Mice in old terraced houses
By the webmaster’s mother, 1906-2002
Why it was common for old terraced houses to have mice
A problem with the long rows of Victorian-style terraces was that it was so easy for mice to move from one to another of the houses. It only took one household to be not particularly careful with food for mice to be attracted in.
Once in, they had the whole run of the terrace block. When I was a child living on the Edmonton Huxley Estate in the early 1900s, there were of course no fridges to lock away food, so I suppose that it was understandable that some people left odd bits of food lying around rather than going out into the garden to the dustbin or meat safe.
When mice were most active
Sometimes we saw the odd mouse run across the room, but it was at night while we children were in bed that the mice were most active. It was quite common to hear them scampering around.
My mother told us that once when she was washing the floor in daytime with the usual bucket of soapy water and a scrubbing brush, she was called away by a knock at the door. When she got back she felt something in the bucket, and thought, "What's this?". When she pulled it out, she found that it was a drowned mouse. This must have been particularly unpleasant for her because she would have been using her bare hands as there were no rubber gloves.

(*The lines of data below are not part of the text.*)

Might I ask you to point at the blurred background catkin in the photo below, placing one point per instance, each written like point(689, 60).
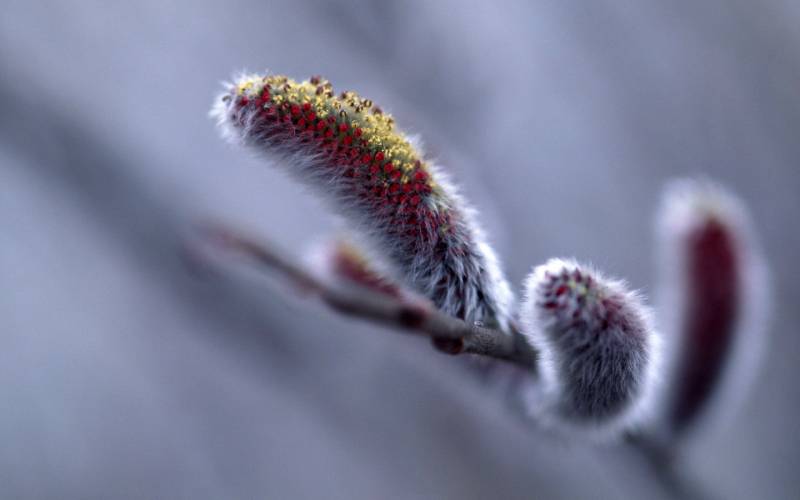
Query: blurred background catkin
point(126, 374)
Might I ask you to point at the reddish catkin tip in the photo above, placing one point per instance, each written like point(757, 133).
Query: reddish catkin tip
point(713, 301)
point(351, 152)
point(597, 344)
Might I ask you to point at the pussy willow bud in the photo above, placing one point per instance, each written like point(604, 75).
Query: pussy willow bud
point(597, 345)
point(351, 152)
point(713, 297)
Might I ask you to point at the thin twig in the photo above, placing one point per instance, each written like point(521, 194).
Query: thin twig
point(448, 334)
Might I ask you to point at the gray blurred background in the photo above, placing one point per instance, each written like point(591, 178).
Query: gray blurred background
point(126, 373)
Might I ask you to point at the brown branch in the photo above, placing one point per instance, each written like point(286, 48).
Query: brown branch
point(417, 315)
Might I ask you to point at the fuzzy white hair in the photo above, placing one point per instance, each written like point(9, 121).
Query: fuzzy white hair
point(460, 274)
point(599, 352)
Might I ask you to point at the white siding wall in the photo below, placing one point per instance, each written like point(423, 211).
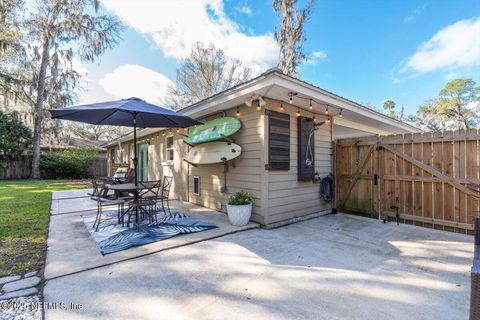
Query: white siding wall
point(287, 197)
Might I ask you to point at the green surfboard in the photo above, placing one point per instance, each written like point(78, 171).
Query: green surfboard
point(213, 130)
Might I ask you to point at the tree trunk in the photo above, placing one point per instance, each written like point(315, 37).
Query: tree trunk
point(37, 129)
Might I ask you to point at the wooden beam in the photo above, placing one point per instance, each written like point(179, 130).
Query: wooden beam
point(450, 180)
point(357, 174)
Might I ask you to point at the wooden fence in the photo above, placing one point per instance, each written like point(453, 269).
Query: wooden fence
point(433, 178)
point(21, 168)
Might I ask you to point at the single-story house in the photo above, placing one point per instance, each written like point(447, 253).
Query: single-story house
point(274, 110)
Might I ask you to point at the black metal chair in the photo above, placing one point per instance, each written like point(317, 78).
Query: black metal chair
point(164, 195)
point(102, 202)
point(146, 203)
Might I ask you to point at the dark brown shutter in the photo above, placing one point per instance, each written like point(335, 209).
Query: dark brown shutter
point(306, 170)
point(278, 141)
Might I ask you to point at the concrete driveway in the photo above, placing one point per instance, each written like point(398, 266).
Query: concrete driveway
point(332, 267)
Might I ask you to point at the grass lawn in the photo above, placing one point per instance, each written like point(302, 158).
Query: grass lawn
point(24, 211)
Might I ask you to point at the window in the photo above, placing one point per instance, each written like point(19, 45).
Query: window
point(169, 150)
point(278, 141)
point(196, 185)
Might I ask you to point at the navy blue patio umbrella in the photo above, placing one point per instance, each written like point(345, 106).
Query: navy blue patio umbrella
point(132, 112)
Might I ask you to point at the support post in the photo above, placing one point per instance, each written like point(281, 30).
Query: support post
point(475, 276)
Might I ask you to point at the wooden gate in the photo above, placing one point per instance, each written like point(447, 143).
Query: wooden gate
point(433, 178)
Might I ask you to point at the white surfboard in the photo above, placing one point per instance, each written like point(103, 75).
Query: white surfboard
point(213, 152)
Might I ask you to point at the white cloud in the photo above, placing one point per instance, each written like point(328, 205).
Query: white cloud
point(316, 56)
point(415, 13)
point(453, 47)
point(175, 26)
point(133, 80)
point(245, 10)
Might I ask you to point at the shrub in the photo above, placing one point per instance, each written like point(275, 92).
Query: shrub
point(71, 163)
point(241, 198)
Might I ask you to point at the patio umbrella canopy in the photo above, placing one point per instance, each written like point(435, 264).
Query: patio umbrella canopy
point(132, 112)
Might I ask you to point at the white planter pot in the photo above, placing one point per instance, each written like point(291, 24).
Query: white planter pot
point(239, 215)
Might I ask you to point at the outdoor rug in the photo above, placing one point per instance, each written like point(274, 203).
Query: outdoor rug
point(112, 237)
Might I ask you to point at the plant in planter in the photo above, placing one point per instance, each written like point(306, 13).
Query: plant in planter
point(239, 208)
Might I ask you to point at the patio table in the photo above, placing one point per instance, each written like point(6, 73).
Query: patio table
point(131, 187)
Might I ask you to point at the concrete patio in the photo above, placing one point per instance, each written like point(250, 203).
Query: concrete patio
point(71, 249)
point(332, 267)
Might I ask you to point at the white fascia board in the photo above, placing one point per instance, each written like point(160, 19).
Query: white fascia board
point(209, 106)
point(359, 126)
point(336, 101)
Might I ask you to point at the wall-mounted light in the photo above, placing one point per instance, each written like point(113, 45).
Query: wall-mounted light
point(291, 94)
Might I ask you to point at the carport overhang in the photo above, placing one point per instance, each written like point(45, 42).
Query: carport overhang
point(356, 121)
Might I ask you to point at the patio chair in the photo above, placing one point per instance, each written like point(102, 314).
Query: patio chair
point(102, 202)
point(152, 193)
point(146, 202)
point(129, 176)
point(102, 183)
point(164, 195)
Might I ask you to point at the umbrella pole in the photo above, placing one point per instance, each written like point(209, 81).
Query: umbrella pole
point(135, 147)
point(135, 193)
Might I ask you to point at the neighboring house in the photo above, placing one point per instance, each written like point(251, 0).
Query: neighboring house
point(279, 196)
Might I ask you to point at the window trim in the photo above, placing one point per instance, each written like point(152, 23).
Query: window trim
point(166, 150)
point(193, 186)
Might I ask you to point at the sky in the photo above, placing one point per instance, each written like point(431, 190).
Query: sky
point(366, 51)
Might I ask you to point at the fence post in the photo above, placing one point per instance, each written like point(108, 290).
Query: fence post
point(475, 277)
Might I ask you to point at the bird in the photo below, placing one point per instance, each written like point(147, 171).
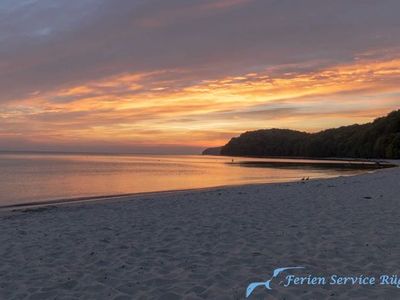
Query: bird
point(267, 284)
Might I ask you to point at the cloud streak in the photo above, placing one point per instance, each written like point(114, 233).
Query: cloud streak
point(191, 72)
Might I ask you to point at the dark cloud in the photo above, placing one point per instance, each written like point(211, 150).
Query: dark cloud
point(51, 44)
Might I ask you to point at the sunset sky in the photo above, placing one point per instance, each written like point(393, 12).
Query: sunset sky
point(176, 76)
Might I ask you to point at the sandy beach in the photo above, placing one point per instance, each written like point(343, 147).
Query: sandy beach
point(207, 244)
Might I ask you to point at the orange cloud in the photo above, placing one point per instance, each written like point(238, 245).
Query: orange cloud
point(142, 108)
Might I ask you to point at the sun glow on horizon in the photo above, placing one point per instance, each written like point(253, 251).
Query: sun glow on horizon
point(153, 109)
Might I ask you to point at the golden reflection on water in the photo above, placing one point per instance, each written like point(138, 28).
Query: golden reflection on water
point(32, 177)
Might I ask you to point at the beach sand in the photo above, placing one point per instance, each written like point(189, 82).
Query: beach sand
point(207, 244)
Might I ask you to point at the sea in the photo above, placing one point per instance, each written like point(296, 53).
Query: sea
point(41, 177)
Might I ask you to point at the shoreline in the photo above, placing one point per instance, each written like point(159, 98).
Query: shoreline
point(115, 197)
point(207, 244)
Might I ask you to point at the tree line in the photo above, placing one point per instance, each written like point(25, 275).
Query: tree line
point(378, 139)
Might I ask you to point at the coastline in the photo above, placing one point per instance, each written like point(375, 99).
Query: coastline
point(365, 164)
point(205, 243)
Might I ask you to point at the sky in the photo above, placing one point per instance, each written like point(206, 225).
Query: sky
point(177, 76)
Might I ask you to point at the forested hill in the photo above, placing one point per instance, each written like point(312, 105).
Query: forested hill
point(379, 139)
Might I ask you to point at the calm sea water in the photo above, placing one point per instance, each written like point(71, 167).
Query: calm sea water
point(30, 177)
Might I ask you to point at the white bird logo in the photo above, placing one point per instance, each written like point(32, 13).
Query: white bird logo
point(266, 284)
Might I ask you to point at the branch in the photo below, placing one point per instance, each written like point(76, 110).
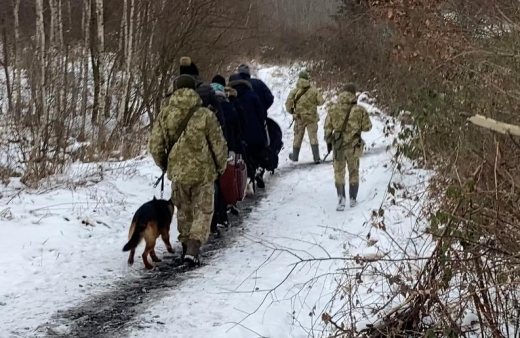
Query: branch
point(501, 127)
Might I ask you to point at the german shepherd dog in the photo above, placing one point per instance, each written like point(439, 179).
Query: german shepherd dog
point(150, 221)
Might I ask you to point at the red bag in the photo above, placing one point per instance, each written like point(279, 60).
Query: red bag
point(241, 178)
point(228, 184)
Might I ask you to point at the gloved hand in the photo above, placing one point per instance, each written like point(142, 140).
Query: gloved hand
point(164, 165)
point(231, 156)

What was bad about mice in the home
Mice were dirty creatures. They left their droppings around and the nibbled at food leaving it contaminated and messy. What was more, they were frightening because they could move so quickly. You would have to see a mouse scampering across a room to believe how quickly they could move.
How we trapped and disposed of mice
When we knew that there was a mouse in the house, my father would set mousetraps bated with cheese. The cheese of course was Cheddar because there was nothing else, and it accordingly earned the nickname of 'mousetrap cheese'.
The design of the mousetraps doesn't seem to have changed over the years - and it was very effective. I was pleased, though, that I never had to empty the traps and dispose of the dead mice. I think my father wrapped the dead mice in newspaper and put them in the dustbin.
Incidentally I never saw a mouse-hole of the sort shown in cartoons. The mice just seemed to find cracks that we didn't know we had.